The Fed kicked off its rate hike cycle in March. Bitcoin nosedived 56% in the second quarter and Wall Street's benchmark equity index S&P 500 fell by 16%.
The 90-day correlation coefficient between bitcoin and the S&P 500 increased from 0.5 to 0.94 in the second quarter, perhaps a sign of macro traders divesting crypto holdings amid risk aversion in the equity market. The 90-day correlation dipped to 0.44 last month and stood near 0.7 at press time, still elevated but well below the second-quarter high of 0.94.
Acheson added that the recent uptick in correlation does not necessarily mean macro traders are dominating the crypto market again, as "virtually all assets continue to be buffeted by macro and monetary uncertainty."
That's evident from the absence of large inflows and outflows from exchange-traded funds and exchange-traded products listed across Europe, the U.S. and Canada.

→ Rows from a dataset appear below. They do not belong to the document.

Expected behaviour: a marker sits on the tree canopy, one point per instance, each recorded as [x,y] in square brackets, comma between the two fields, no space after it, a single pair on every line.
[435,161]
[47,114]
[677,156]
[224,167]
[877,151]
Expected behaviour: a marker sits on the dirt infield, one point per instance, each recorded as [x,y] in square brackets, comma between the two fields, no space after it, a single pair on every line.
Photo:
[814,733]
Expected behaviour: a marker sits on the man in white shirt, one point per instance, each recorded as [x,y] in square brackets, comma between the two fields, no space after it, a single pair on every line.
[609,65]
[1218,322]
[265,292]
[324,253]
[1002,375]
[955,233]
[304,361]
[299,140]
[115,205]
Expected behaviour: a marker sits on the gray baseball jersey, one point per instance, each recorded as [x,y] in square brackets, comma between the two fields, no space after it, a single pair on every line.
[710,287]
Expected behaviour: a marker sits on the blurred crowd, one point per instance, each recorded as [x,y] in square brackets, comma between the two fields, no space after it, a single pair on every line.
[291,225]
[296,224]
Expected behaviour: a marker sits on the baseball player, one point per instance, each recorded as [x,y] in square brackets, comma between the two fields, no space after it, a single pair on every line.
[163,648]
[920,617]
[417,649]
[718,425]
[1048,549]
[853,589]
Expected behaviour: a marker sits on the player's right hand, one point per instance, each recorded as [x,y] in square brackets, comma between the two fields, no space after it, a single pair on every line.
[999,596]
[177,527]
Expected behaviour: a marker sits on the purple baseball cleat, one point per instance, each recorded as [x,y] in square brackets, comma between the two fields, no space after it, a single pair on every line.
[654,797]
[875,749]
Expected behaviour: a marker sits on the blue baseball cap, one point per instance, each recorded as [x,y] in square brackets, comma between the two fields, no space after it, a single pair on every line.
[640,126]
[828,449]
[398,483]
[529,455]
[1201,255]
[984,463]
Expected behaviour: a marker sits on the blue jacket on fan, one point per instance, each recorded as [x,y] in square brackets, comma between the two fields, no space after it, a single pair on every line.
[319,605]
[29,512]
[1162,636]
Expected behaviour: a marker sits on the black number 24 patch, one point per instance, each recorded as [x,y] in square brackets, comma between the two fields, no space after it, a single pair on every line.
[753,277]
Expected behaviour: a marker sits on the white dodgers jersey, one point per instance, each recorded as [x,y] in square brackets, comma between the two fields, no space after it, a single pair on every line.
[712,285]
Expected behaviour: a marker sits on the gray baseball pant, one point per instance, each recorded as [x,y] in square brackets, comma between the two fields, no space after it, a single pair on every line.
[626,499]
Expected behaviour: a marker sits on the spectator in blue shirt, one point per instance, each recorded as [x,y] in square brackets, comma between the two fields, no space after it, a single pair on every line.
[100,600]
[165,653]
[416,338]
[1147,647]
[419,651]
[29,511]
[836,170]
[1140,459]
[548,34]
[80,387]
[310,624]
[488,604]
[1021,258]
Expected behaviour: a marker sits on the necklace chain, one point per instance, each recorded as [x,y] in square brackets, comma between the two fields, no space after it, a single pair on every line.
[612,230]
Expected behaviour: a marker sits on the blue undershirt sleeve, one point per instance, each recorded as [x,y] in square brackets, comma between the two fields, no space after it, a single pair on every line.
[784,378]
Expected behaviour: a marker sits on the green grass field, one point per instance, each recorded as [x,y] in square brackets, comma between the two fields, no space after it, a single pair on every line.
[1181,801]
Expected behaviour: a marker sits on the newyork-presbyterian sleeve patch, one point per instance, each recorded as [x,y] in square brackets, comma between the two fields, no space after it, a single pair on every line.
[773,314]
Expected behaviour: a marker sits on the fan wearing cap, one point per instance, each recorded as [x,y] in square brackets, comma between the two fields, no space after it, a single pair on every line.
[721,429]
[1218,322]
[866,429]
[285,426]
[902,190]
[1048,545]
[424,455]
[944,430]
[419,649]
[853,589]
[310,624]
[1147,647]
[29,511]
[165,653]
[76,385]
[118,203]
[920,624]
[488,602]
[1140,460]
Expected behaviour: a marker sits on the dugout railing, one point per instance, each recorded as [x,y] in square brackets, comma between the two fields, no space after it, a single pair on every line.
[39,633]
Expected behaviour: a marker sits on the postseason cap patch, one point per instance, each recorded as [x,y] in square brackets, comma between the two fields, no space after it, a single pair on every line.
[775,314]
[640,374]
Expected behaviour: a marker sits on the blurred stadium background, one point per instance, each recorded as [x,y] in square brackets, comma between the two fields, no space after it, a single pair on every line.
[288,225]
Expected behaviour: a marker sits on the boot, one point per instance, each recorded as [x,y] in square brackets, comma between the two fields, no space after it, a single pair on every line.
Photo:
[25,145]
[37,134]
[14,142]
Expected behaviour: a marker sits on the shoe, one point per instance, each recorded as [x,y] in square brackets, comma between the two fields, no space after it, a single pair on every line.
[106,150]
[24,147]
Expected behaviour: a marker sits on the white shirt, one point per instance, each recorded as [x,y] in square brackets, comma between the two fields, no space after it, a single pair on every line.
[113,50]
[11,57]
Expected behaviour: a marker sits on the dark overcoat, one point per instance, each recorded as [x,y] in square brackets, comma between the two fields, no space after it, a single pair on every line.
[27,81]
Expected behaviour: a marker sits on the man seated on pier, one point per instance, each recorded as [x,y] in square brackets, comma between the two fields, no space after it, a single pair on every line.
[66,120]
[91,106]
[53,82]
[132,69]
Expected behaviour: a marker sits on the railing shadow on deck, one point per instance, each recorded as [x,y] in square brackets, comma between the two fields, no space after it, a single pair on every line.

And if that's not enough, on-chain data shows a continued accumulation, probably by long-term investors. Macro traders and institutions typically prefer to take exposure to bitcoin via alternative investment vehicles like ETFs and regulated cash-settled futures.
"Meanwhile, accumulation has continued. The percentage of BTC that has not moved in over a year is now at the all-time high of over 65%," Acheson wrote.